I also have notepadqq (a native alternative to notepad++), but prefer vim and am also trying to switch to Kate.
Arch -> i3 -> terminator -> tmux -> nvim.
Nvim is IDE and vim for quick edits.
LXC/incus and podman containers
Usually use Debian for server administration but have recently been using fedora and rocky Linux and other rpm based distros for their easier use of podman configurations (quadlets). I don’t really recommend using fedora as a server (unless it’s in an incus container) but I got into it as CentOS was deprecating and the podman systemd setup was catching on at the time and fedora was handling it the best at the time.

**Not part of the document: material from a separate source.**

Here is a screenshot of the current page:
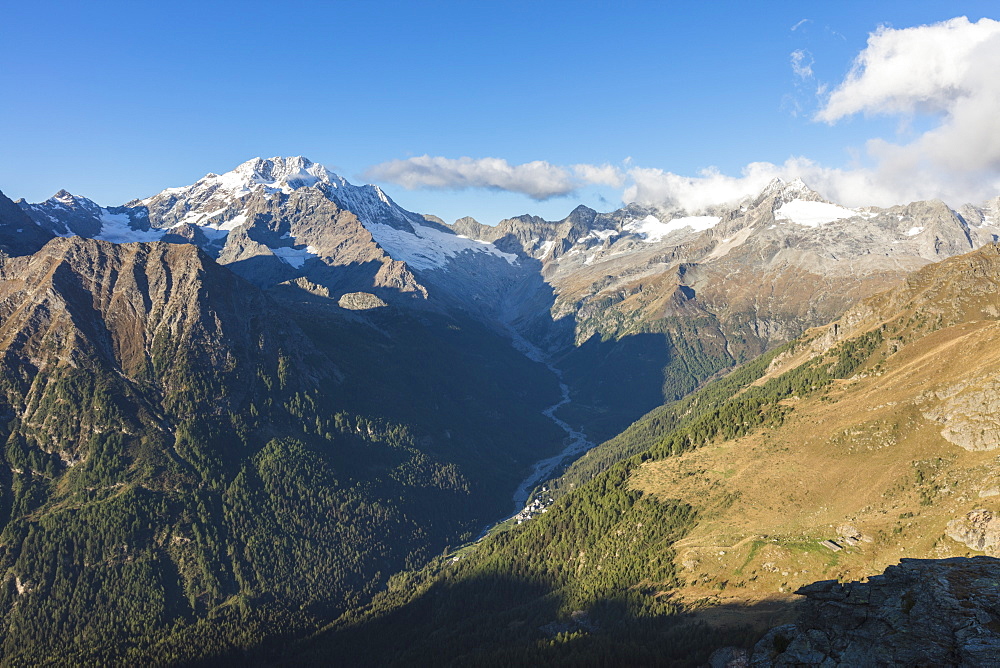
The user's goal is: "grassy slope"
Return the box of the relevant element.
[298,247,1000,665]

Dropped out of GitHub for the most part and getting acclimated with codeberg and forgejo.
Use librewolf for browsing and firefox-developer-edition with many profiles for testing and development. Qutebrowser for reading documentation.
Lmde7, nvchad set up with some linters and autocompletion.
- OS:
- Arch Linux or OpenBSD, depending in how I feel
- Editor:
- Micro on Linux
- mg(1) on OpenBSD
- Plug-ins:
- Micro has support for a few linters, which is all I really need
- mg(1), meanwhile, doesn’t even have syntax highlighting
- Terminal:
- Kitty on Linux
- XTerm on OpenBSD
- Shell:
- Zsh on Linux
- ksh on OpenBSD
- Version Control:
- Git is the only realistic option (though Mercurial and Fossil are nice)
- Code Hosting:
- Usually Codeberg
- I also have sourcehut
- My Formula Student team uses GitLab
- My university and another society use GitHub 🤮
I usually licence my work under GPL if it’s a large project, or Beerware if it’s something smaller (or if it’s for internal use in one of my societies).

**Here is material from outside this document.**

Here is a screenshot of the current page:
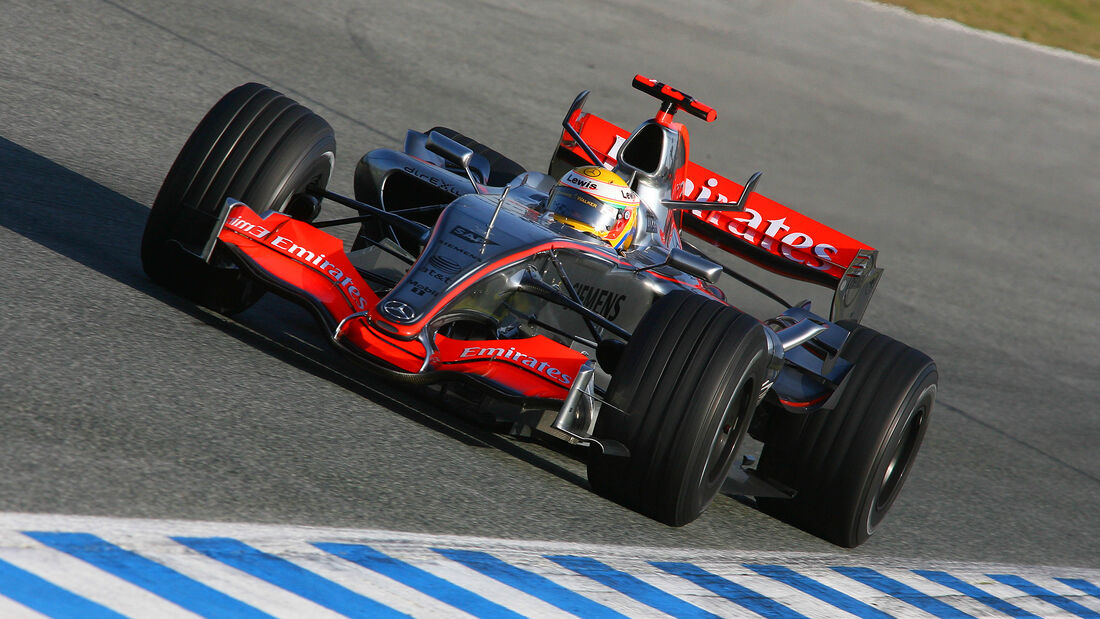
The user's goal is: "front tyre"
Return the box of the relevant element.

Any coursework I do, however, gets licenced under BSD-3-clause. For this, GPL would be too restrictive and Beerware would be too informal, and BSD-3-clause is a nice middle-ground (as far as I’m concerned).
- OS:
A messy bedroom.
Linux (Debian) with neovim. Telescope and Treesitter and the big plugins I use but I use a bunch of other smaller ones as well.
At my last job I did a bunch of Rust, this job I do mostly Go.
Arch Linux, hyprland/quickshell
Kitty/konsole
VSCodium (+ a very few plugins) / Kate
Varies a bit with job, but by far the most in the last 15 years:
Linux (Debian), Emacs, tiling window manager (i3/sway/stumpwm), also gollum wiki + org-mode for writing docs. For small quick edits, I use vim.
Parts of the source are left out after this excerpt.